Esses ataques destruíram completamente a infraestrutura líbia e não pouparam residências, universidades, hospitais, estradas, quartéis, estações retransmissoras de rádio e TV, matando milhares de pessoas e criando assim um cenário de terra arrasada, a partir do qual a OTAN enviou as tropas especiais do Comando Alfa e dezenas de comandos especiais da Arábia Saudita e Catar para tomar os pontos estratégicos do País. Depois do serviço realizado, então chamam “os rebeldes” para fazer figuração para a TV, como se tivessem sido eles os que tomaram cidades e objetivos estratégicos.

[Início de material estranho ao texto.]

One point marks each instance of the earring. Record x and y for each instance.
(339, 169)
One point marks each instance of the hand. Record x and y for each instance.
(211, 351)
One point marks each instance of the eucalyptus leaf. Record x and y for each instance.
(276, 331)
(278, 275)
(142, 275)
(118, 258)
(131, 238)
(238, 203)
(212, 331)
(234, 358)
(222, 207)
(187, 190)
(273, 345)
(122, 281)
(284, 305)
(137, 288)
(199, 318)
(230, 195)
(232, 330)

Chamar de “rebeldes” um grupo de mercenários manipulados pela CIA, Pentágono e MI6 é faltar com o devido respeito aos verdadeiros rebeldes que lutam em todo o mundo por sua libertação. Este “saco de gatos” é formado por ex-membros de um esquadrão da morte colombiano a mercenários recrutados no Catar e nos Emirados Árabes Unidos, associados a tunisianos desempregados e membros das tribos inimigas da tribo de Kadafi. O pessoal é esse, acrescido de esquadrões de mercenários alugados pela CIA – salafitas em Benghazi e Derna –, mercenários da Arábia Saudita, Irmandade Muçulmana e, inclusive membros da Al Qaeda (veja) sob o comando do jihadista Abdul Hakim Belhaj, que está à frente do comando militar dos rebeldes desde o assassinato de Abdel Fattah Younis, homem do serviço secreto francês morto por uma facção da Fraternidade Muçulmana dos “rebeldes”.

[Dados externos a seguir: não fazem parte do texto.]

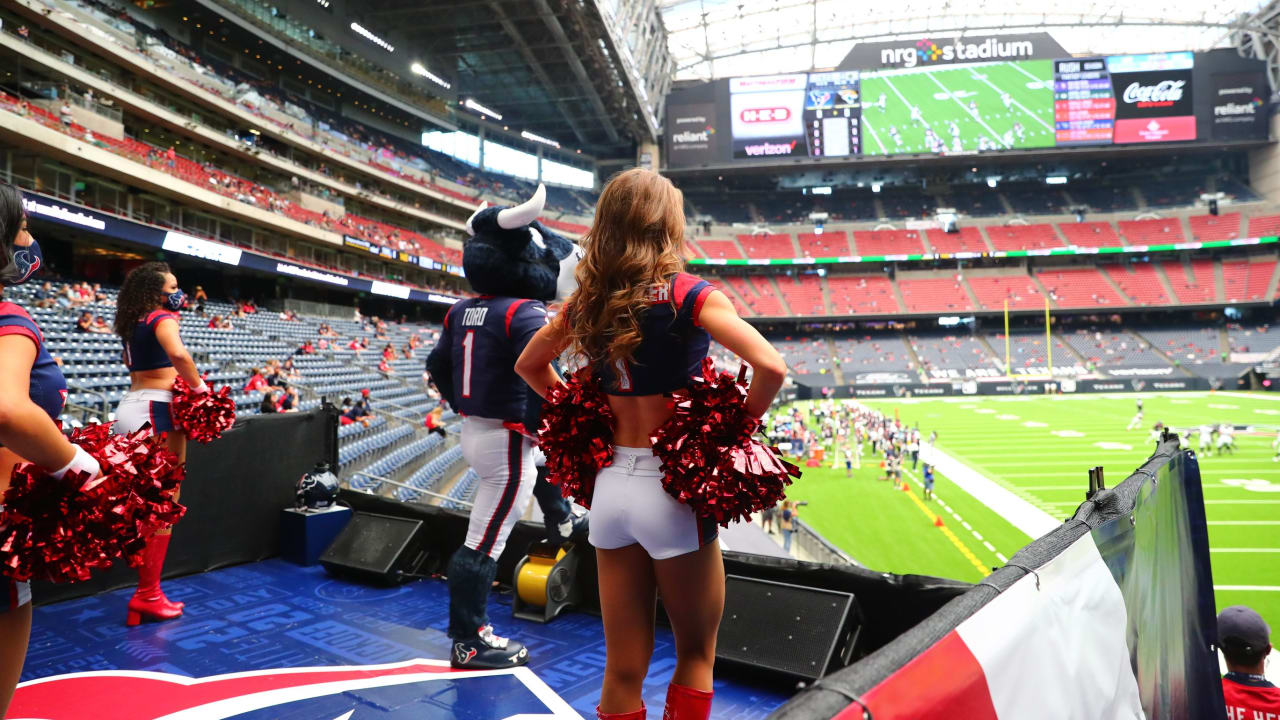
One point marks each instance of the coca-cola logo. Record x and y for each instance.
(764, 114)
(1164, 92)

Como disse Robert Fisk, jornalista especialista sobre o Oriente Médio do The Independent, a Primavera Árabe demonstrou que as velhas fronteiras coloniais permanecem invioladas. Pepe Escobar, jornalista especialista na Ásia, África e Oriente Médio, anotou: “Tempo houve em que o inimigo público n.1 foi Saddam Hussein; depois, Osama bin Laden; hoje é Muammar Kadafi; amanhã será o presidente Bashar al-Assad da Síria; um dia será o presidente do Irã Mahmoud Ahmadinejad. Só uma coisa é certa: a ultra reacionária Casa de Saud [Arábia Saudita] nunca é o inimigo público n. 1.”, ao que acrescento o Estado sionista de Israel.

Não brinquem com o BRICS

No dia 5 de Agosto, o representante da Rússia na OTAN, Dmitry Rogozin, disse à imprensa que a OTAN está planejando uma campanha militar contra a Síria para derrubar o regime de Bashar al Assad. Em entrevista ao diário russo Izvestia, Rogozin afirmou que a OTAN também prepara para o longo prazo um ataque ao Irã, segundo relatou o jornal chinês Xinhua. O Governo russo disse no dia 4 de setembro que os cinco países do grupo BRICS não permitirão que na Síria se repita o mesmo “roteiro de ataques” perpetrado contra a Líbia. A Síria e Irã que se cuidem.

Quem ganha com as guerras?

O coronel Muammar Kadafi certamente perdeu o poder enquanto os EUA e a União Europeia, através da OTAN, estão no caminho de atingir seu principal objetivo militar e geopolítico: a ocupação permanente, o monopólio do petróleo e o controle político da Líbia.

Enquanto isso, os porta-vozes da “democracia” e da “liberdade” continuam com a limpeza étnica na Palestina e a contrarrevolução árabe avança.